Risks of Hurricane Sandy-like Surge Events Rising
Andrew Freedman, Climate Central, 24 January 2013 (Hat tip: Big Picture)
The impact angle of Hurricane Sandy was its most unusual feature, ensuring the storm surge would case maximum damage, Hall said. The storm's left-hand turn put the most dangerous right-front quadrant on top of New Jersey and southeastern New York, pummeling these areas with an historic storm surge and record high waves. That, combined with astronomical high tides, led to record storm tide levels.The researchers used statistical techniques and computer modeling to simulate millions of “synthetic" tropical cyclones in the Atlantic in order to determine the likelihood of another storm making a Sandy-esque dramatic left hook toward the coast, striking the most heavily populated region of the U.S. at a nearly perpendicular angle.
The study found that Sandy’s track stands alone in the historical record dating back to 1851, and that modeling simulations showed such a track is an event that would occur about once every 714 years. However, that does not mean that a storm like Sandy won’t affect New Jersey and New York for another 714 years, but rather that the average annual probability of another Hurricane Sandy occurring is .14 percent.
That may seem low, but according to Hall and separate research published in Nature Climate Change in February of 2012, global warming-related sea level rise is likely to make destructive storm surges like Hurricane Sandy’s much more common in the next few decades, regardless of whether storms follow a path similar to Sandy.
Anyone who lives in hurricane territory knows they can take odd paths.  As an example, there have been two separate hurricanes named Diane that have made landfall, went back out to see, and then made landfall a second time. 
If I am governor of New York, I am still going to be worried more about inland flooding from high moisture content hurricanes/tropical storms.  But the potential for New York becoming anything like the Hurricane Coast of the Carolinas is really bad news.
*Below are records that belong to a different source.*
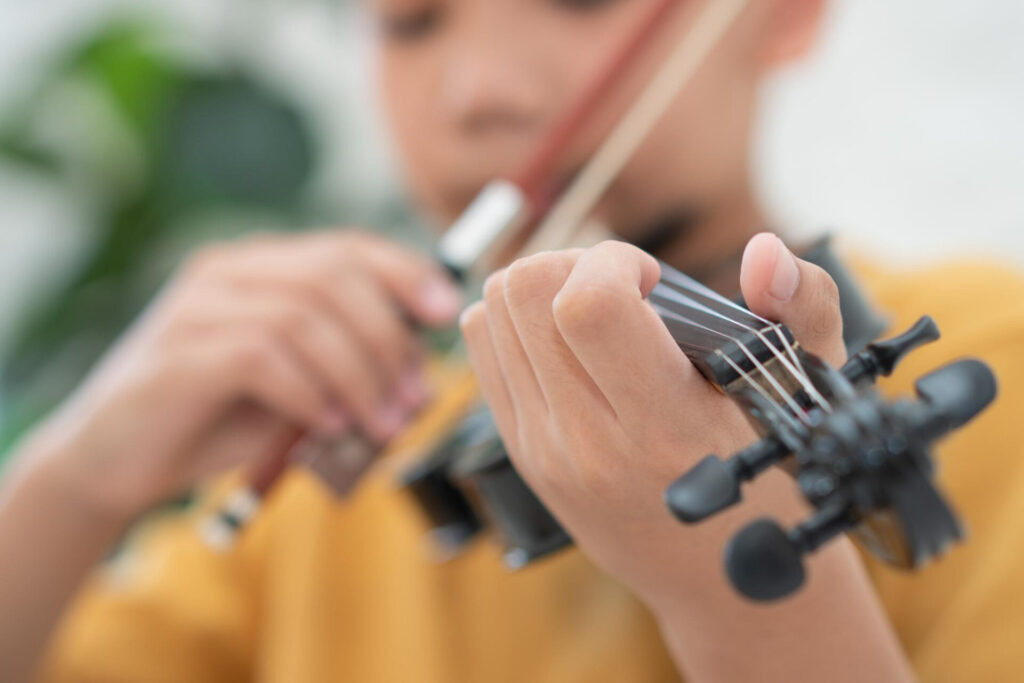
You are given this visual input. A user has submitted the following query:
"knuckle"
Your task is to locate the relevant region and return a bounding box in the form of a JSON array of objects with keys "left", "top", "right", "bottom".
[
  {"left": 459, "top": 301, "right": 487, "bottom": 337},
  {"left": 807, "top": 270, "right": 842, "bottom": 336},
  {"left": 577, "top": 458, "right": 621, "bottom": 500},
  {"left": 483, "top": 269, "right": 506, "bottom": 302},
  {"left": 504, "top": 253, "right": 561, "bottom": 303},
  {"left": 551, "top": 286, "right": 615, "bottom": 332},
  {"left": 270, "top": 304, "right": 313, "bottom": 337},
  {"left": 231, "top": 337, "right": 272, "bottom": 377}
]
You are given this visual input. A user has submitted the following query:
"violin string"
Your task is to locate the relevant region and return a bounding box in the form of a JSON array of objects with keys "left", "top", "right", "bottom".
[
  {"left": 715, "top": 349, "right": 802, "bottom": 431},
  {"left": 654, "top": 303, "right": 810, "bottom": 425},
  {"left": 523, "top": 0, "right": 751, "bottom": 254},
  {"left": 756, "top": 323, "right": 833, "bottom": 413},
  {"left": 655, "top": 263, "right": 833, "bottom": 413}
]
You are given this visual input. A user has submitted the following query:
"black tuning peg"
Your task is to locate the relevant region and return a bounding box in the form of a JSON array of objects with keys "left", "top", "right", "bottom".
[
  {"left": 665, "top": 456, "right": 742, "bottom": 523},
  {"left": 725, "top": 507, "right": 853, "bottom": 602},
  {"left": 843, "top": 315, "right": 940, "bottom": 385},
  {"left": 665, "top": 437, "right": 790, "bottom": 524},
  {"left": 914, "top": 358, "right": 997, "bottom": 438}
]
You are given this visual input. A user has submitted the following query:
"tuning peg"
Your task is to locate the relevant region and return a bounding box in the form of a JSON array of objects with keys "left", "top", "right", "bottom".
[
  {"left": 914, "top": 358, "right": 997, "bottom": 438},
  {"left": 665, "top": 438, "right": 790, "bottom": 524},
  {"left": 665, "top": 456, "right": 742, "bottom": 524},
  {"left": 725, "top": 507, "right": 853, "bottom": 602},
  {"left": 843, "top": 315, "right": 940, "bottom": 385}
]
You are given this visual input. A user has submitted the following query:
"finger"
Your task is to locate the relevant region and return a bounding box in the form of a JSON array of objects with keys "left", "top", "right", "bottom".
[
  {"left": 553, "top": 242, "right": 711, "bottom": 426},
  {"left": 359, "top": 233, "right": 462, "bottom": 327},
  {"left": 193, "top": 289, "right": 407, "bottom": 442},
  {"left": 327, "top": 273, "right": 427, "bottom": 409},
  {"left": 195, "top": 329, "right": 345, "bottom": 434},
  {"left": 739, "top": 232, "right": 846, "bottom": 366},
  {"left": 459, "top": 301, "right": 519, "bottom": 453},
  {"left": 201, "top": 249, "right": 427, "bottom": 410},
  {"left": 483, "top": 270, "right": 547, "bottom": 417},
  {"left": 505, "top": 249, "right": 612, "bottom": 422}
]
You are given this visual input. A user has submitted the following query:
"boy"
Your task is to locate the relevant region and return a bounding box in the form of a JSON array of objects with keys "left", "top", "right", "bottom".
[{"left": 8, "top": 0, "right": 1024, "bottom": 681}]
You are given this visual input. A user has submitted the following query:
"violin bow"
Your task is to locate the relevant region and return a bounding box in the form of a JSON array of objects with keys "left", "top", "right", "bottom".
[{"left": 200, "top": 0, "right": 751, "bottom": 551}]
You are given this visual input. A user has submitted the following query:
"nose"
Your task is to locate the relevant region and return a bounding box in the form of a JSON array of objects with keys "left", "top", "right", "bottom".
[{"left": 439, "top": 11, "right": 551, "bottom": 138}]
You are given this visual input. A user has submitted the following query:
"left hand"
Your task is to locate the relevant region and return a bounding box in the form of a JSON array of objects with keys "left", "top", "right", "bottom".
[{"left": 462, "top": 234, "right": 845, "bottom": 606}]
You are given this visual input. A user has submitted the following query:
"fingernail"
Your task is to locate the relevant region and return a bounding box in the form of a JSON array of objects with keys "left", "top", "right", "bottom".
[
  {"left": 398, "top": 368, "right": 430, "bottom": 410},
  {"left": 321, "top": 408, "right": 351, "bottom": 436},
  {"left": 768, "top": 238, "right": 800, "bottom": 301},
  {"left": 421, "top": 280, "right": 462, "bottom": 318},
  {"left": 374, "top": 398, "right": 406, "bottom": 440}
]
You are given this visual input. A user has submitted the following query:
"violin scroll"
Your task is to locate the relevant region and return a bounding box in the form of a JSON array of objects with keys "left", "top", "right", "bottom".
[{"left": 666, "top": 316, "right": 996, "bottom": 601}]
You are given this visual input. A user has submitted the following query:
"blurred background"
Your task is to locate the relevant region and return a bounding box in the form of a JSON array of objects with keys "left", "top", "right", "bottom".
[{"left": 0, "top": 0, "right": 1024, "bottom": 452}]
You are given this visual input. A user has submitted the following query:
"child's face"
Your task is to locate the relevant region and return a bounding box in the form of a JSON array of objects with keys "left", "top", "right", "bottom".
[{"left": 371, "top": 0, "right": 821, "bottom": 238}]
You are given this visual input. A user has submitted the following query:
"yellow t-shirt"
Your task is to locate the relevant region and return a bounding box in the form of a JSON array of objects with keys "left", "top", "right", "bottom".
[{"left": 36, "top": 258, "right": 1024, "bottom": 683}]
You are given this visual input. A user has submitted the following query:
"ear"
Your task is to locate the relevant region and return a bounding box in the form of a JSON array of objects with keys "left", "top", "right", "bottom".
[{"left": 761, "top": 0, "right": 826, "bottom": 70}]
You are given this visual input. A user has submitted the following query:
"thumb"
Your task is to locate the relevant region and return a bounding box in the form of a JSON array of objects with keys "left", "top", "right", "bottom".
[{"left": 739, "top": 232, "right": 846, "bottom": 366}]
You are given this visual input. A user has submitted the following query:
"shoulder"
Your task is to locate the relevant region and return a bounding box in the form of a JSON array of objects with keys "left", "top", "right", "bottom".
[{"left": 855, "top": 255, "right": 1024, "bottom": 385}]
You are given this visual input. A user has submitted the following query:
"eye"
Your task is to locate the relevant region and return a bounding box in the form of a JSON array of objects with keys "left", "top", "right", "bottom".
[{"left": 381, "top": 5, "right": 443, "bottom": 43}]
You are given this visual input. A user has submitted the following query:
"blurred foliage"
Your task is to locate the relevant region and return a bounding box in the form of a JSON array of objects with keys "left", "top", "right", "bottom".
[{"left": 0, "top": 24, "right": 318, "bottom": 451}]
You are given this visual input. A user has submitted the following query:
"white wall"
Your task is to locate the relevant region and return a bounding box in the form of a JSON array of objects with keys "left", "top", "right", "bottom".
[
  {"left": 761, "top": 0, "right": 1024, "bottom": 263},
  {"left": 0, "top": 0, "right": 1024, "bottom": 339}
]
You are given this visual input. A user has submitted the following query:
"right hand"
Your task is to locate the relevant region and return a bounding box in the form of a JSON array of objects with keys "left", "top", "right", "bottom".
[{"left": 24, "top": 230, "right": 460, "bottom": 516}]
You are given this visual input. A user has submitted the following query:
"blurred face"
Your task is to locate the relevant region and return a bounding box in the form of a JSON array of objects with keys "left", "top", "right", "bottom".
[{"left": 371, "top": 0, "right": 820, "bottom": 240}]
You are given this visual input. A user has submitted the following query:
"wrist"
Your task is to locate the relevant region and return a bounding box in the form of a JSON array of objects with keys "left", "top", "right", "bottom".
[{"left": 14, "top": 421, "right": 145, "bottom": 527}]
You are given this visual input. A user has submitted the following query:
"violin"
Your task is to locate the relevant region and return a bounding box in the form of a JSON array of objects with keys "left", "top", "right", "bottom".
[
  {"left": 402, "top": 244, "right": 996, "bottom": 601},
  {"left": 205, "top": 0, "right": 995, "bottom": 600}
]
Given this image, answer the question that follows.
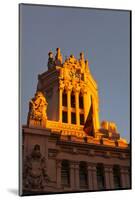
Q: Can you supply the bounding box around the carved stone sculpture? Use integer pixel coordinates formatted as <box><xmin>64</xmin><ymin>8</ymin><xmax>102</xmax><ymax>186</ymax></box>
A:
<box><xmin>55</xmin><ymin>48</ymin><xmax>62</xmax><ymax>66</ymax></box>
<box><xmin>23</xmin><ymin>144</ymin><xmax>49</xmax><ymax>191</ymax></box>
<box><xmin>28</xmin><ymin>91</ymin><xmax>48</xmax><ymax>127</ymax></box>
<box><xmin>101</xmin><ymin>121</ymin><xmax>118</xmax><ymax>133</ymax></box>
<box><xmin>79</xmin><ymin>52</ymin><xmax>85</xmax><ymax>72</ymax></box>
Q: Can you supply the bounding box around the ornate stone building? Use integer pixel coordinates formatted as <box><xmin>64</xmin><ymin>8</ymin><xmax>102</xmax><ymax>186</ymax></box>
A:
<box><xmin>22</xmin><ymin>48</ymin><xmax>131</xmax><ymax>194</ymax></box>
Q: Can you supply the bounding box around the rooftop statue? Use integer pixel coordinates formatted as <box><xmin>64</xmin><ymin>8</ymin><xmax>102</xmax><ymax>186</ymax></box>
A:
<box><xmin>79</xmin><ymin>52</ymin><xmax>85</xmax><ymax>71</ymax></box>
<box><xmin>28</xmin><ymin>91</ymin><xmax>48</xmax><ymax>127</ymax></box>
<box><xmin>55</xmin><ymin>48</ymin><xmax>62</xmax><ymax>66</ymax></box>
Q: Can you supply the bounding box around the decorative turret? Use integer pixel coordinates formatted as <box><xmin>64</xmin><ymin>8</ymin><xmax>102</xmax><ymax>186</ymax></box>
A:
<box><xmin>28</xmin><ymin>48</ymin><xmax>126</xmax><ymax>145</ymax></box>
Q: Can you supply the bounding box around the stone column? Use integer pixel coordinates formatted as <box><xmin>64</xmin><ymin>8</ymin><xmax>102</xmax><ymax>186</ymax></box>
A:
<box><xmin>87</xmin><ymin>163</ymin><xmax>94</xmax><ymax>190</ymax></box>
<box><xmin>56</xmin><ymin>160</ymin><xmax>61</xmax><ymax>188</ymax></box>
<box><xmin>91</xmin><ymin>163</ymin><xmax>98</xmax><ymax>190</ymax></box>
<box><xmin>67</xmin><ymin>89</ymin><xmax>71</xmax><ymax>124</ymax></box>
<box><xmin>74</xmin><ymin>162</ymin><xmax>80</xmax><ymax>190</ymax></box>
<box><xmin>70</xmin><ymin>161</ymin><xmax>75</xmax><ymax>190</ymax></box>
<box><xmin>75</xmin><ymin>90</ymin><xmax>80</xmax><ymax>125</ymax></box>
<box><xmin>59</xmin><ymin>88</ymin><xmax>63</xmax><ymax>122</ymax></box>
<box><xmin>104</xmin><ymin>165</ymin><xmax>114</xmax><ymax>189</ymax></box>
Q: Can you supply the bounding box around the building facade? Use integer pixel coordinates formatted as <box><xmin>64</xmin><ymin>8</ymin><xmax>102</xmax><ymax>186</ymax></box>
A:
<box><xmin>22</xmin><ymin>48</ymin><xmax>131</xmax><ymax>194</ymax></box>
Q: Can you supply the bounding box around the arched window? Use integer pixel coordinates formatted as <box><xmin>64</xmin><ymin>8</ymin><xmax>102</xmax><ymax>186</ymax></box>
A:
<box><xmin>79</xmin><ymin>92</ymin><xmax>84</xmax><ymax>109</ymax></box>
<box><xmin>79</xmin><ymin>162</ymin><xmax>88</xmax><ymax>189</ymax></box>
<box><xmin>61</xmin><ymin>160</ymin><xmax>70</xmax><ymax>186</ymax></box>
<box><xmin>113</xmin><ymin>165</ymin><xmax>121</xmax><ymax>189</ymax></box>
<box><xmin>62</xmin><ymin>90</ymin><xmax>67</xmax><ymax>107</ymax></box>
<box><xmin>97</xmin><ymin>163</ymin><xmax>105</xmax><ymax>190</ymax></box>
<box><xmin>71</xmin><ymin>91</ymin><xmax>75</xmax><ymax>108</ymax></box>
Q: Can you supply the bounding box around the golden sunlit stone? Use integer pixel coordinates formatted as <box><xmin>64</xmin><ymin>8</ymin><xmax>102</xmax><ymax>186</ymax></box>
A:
<box><xmin>28</xmin><ymin>48</ymin><xmax>128</xmax><ymax>147</ymax></box>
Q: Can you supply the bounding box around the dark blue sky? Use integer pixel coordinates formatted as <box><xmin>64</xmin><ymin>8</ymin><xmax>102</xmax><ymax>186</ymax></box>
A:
<box><xmin>20</xmin><ymin>5</ymin><xmax>130</xmax><ymax>141</ymax></box>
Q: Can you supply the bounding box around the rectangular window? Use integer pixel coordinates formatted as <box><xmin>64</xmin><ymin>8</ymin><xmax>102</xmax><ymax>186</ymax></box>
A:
<box><xmin>61</xmin><ymin>160</ymin><xmax>70</xmax><ymax>186</ymax></box>
<box><xmin>80</xmin><ymin>114</ymin><xmax>84</xmax><ymax>125</ymax></box>
<box><xmin>71</xmin><ymin>94</ymin><xmax>75</xmax><ymax>108</ymax></box>
<box><xmin>97</xmin><ymin>164</ymin><xmax>105</xmax><ymax>190</ymax></box>
<box><xmin>62</xmin><ymin>111</ymin><xmax>67</xmax><ymax>123</ymax></box>
<box><xmin>79</xmin><ymin>162</ymin><xmax>88</xmax><ymax>189</ymax></box>
<box><xmin>79</xmin><ymin>95</ymin><xmax>84</xmax><ymax>109</ymax></box>
<box><xmin>62</xmin><ymin>92</ymin><xmax>67</xmax><ymax>107</ymax></box>
<box><xmin>71</xmin><ymin>112</ymin><xmax>76</xmax><ymax>124</ymax></box>
<box><xmin>113</xmin><ymin>166</ymin><xmax>121</xmax><ymax>189</ymax></box>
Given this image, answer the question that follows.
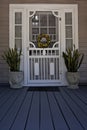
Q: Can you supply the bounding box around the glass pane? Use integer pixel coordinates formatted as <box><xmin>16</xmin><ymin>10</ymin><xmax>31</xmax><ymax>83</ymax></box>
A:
<box><xmin>15</xmin><ymin>12</ymin><xmax>22</xmax><ymax>24</ymax></box>
<box><xmin>66</xmin><ymin>26</ymin><xmax>72</xmax><ymax>38</ymax></box>
<box><xmin>65</xmin><ymin>12</ymin><xmax>72</xmax><ymax>24</ymax></box>
<box><xmin>15</xmin><ymin>26</ymin><xmax>22</xmax><ymax>37</ymax></box>
<box><xmin>49</xmin><ymin>14</ymin><xmax>56</xmax><ymax>26</ymax></box>
<box><xmin>40</xmin><ymin>14</ymin><xmax>47</xmax><ymax>26</ymax></box>
<box><xmin>40</xmin><ymin>28</ymin><xmax>47</xmax><ymax>34</ymax></box>
<box><xmin>66</xmin><ymin>39</ymin><xmax>73</xmax><ymax>50</ymax></box>
<box><xmin>15</xmin><ymin>39</ymin><xmax>22</xmax><ymax>49</ymax></box>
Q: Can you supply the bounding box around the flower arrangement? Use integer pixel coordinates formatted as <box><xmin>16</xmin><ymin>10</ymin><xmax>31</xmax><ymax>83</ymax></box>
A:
<box><xmin>37</xmin><ymin>34</ymin><xmax>51</xmax><ymax>48</ymax></box>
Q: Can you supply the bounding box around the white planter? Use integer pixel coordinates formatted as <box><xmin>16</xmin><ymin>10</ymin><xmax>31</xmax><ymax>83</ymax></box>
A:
<box><xmin>66</xmin><ymin>72</ymin><xmax>79</xmax><ymax>89</ymax></box>
<box><xmin>9</xmin><ymin>71</ymin><xmax>23</xmax><ymax>88</ymax></box>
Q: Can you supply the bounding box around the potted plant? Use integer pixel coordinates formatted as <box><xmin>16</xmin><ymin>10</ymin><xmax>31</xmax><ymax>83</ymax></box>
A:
<box><xmin>2</xmin><ymin>47</ymin><xmax>23</xmax><ymax>88</ymax></box>
<box><xmin>63</xmin><ymin>45</ymin><xmax>84</xmax><ymax>89</ymax></box>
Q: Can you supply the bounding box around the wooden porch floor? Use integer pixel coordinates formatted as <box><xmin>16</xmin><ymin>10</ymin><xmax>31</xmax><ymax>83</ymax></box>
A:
<box><xmin>0</xmin><ymin>87</ymin><xmax>87</xmax><ymax>130</ymax></box>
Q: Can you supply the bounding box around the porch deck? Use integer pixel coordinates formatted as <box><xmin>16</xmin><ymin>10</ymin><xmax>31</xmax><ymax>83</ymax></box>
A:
<box><xmin>0</xmin><ymin>87</ymin><xmax>87</xmax><ymax>130</ymax></box>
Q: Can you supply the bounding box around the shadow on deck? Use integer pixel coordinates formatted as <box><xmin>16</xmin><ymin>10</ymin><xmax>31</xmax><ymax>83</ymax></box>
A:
<box><xmin>0</xmin><ymin>87</ymin><xmax>87</xmax><ymax>130</ymax></box>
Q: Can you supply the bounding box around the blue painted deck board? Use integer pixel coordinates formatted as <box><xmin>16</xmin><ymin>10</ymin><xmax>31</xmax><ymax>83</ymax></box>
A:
<box><xmin>40</xmin><ymin>92</ymin><xmax>54</xmax><ymax>130</ymax></box>
<box><xmin>54</xmin><ymin>92</ymin><xmax>83</xmax><ymax>130</ymax></box>
<box><xmin>47</xmin><ymin>92</ymin><xmax>68</xmax><ymax>130</ymax></box>
<box><xmin>11</xmin><ymin>92</ymin><xmax>32</xmax><ymax>130</ymax></box>
<box><xmin>64</xmin><ymin>89</ymin><xmax>87</xmax><ymax>114</ymax></box>
<box><xmin>0</xmin><ymin>87</ymin><xmax>87</xmax><ymax>130</ymax></box>
<box><xmin>61</xmin><ymin>89</ymin><xmax>87</xmax><ymax>129</ymax></box>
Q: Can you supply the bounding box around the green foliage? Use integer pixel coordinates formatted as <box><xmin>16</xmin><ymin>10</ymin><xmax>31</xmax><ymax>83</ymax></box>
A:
<box><xmin>2</xmin><ymin>47</ymin><xmax>21</xmax><ymax>71</ymax></box>
<box><xmin>63</xmin><ymin>45</ymin><xmax>84</xmax><ymax>72</ymax></box>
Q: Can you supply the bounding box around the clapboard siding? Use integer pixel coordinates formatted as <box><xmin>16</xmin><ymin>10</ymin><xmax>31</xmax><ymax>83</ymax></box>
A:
<box><xmin>0</xmin><ymin>0</ymin><xmax>87</xmax><ymax>82</ymax></box>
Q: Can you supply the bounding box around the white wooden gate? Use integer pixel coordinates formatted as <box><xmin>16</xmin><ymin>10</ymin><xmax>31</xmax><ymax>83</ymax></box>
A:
<box><xmin>27</xmin><ymin>11</ymin><xmax>61</xmax><ymax>85</ymax></box>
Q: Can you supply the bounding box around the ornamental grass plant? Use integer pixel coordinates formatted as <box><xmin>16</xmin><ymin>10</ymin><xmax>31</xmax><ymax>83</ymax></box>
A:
<box><xmin>63</xmin><ymin>45</ymin><xmax>84</xmax><ymax>72</ymax></box>
<box><xmin>2</xmin><ymin>47</ymin><xmax>21</xmax><ymax>71</ymax></box>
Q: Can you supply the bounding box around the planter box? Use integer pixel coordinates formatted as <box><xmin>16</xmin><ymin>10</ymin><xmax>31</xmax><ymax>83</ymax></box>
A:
<box><xmin>9</xmin><ymin>71</ymin><xmax>23</xmax><ymax>88</ymax></box>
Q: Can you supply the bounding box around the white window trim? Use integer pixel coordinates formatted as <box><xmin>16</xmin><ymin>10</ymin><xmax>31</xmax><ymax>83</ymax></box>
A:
<box><xmin>9</xmin><ymin>4</ymin><xmax>79</xmax><ymax>85</ymax></box>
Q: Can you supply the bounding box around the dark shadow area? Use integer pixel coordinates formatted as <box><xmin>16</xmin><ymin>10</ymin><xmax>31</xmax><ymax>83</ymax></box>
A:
<box><xmin>27</xmin><ymin>87</ymin><xmax>60</xmax><ymax>92</ymax></box>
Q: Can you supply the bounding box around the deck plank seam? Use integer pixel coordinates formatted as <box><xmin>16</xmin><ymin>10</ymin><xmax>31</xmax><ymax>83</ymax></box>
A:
<box><xmin>53</xmin><ymin>93</ymin><xmax>70</xmax><ymax>130</ymax></box>
<box><xmin>39</xmin><ymin>92</ymin><xmax>41</xmax><ymax>130</ymax></box>
<box><xmin>0</xmin><ymin>90</ymin><xmax>17</xmax><ymax>107</ymax></box>
<box><xmin>74</xmin><ymin>92</ymin><xmax>87</xmax><ymax>105</ymax></box>
<box><xmin>64</xmin><ymin>90</ymin><xmax>87</xmax><ymax>115</ymax></box>
<box><xmin>46</xmin><ymin>92</ymin><xmax>56</xmax><ymax>130</ymax></box>
<box><xmin>61</xmin><ymin>88</ymin><xmax>85</xmax><ymax>130</ymax></box>
<box><xmin>24</xmin><ymin>92</ymin><xmax>34</xmax><ymax>130</ymax></box>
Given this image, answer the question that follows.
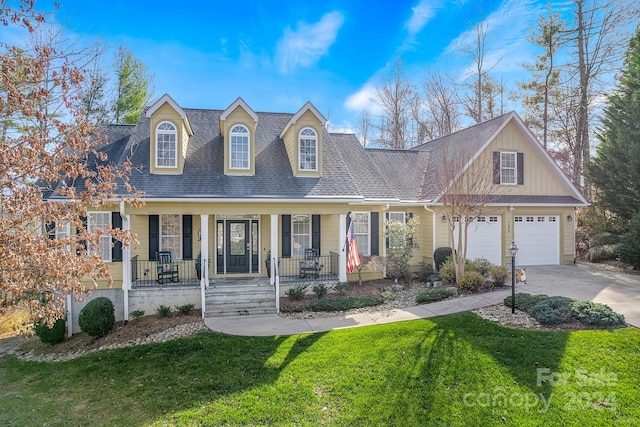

Saturday, February 2, 2013

More frosty apocalyptic releases: William C. Dietz's The Seeds of Man

Given that the hot house planet is the recognized (or denied) future gloom inducing trend, it is interesting to see so many icy apocalypses released in such short order.  We recently had both Lexi Revellian, and our friend D. Robert Grixti releasing frozen end times fare.
Now we have William C. Dietz, a well established science fiction author who seems to reside within the highly commercial, (possibly) male-driven, science fiction adventure niche.
The possibly too serious minded Science Fiction Encyclopedia dams him slightly with feint praise:
As an author of entertainments, Dietz stands out for his thorough grasp of the devices of sf.
In any case his new icy fair is The Seeds of Man

From the blurb:
With The Seeds of Man New York Times bestselling science fiction author William C. Dietz offers us a post apocalyptic future where bullets can be used to purchase anything, and only the strongest will survive.
Millions were killed during a brief nuclear war. But now, fifty years later, the world is locked in the cold embrace of a nuclear winter and food is scarce. Billions of people are dead of starvation and the survivors are battling each other for what remains.
Two youngsters are running around in this mess.  The seeds are from a seed bank, so I don't think it involves the type of seed (as in spilling) in Genesis 38:9
I don't have anything against the cover, but although Dietz is the heavy of the three authors we have noted, I think I like the other two covers better.  Particularly Ms. Lexi's snowglobe.  Dietz's cover for some reason it just seems like it is Paul Bunyan on the front cover.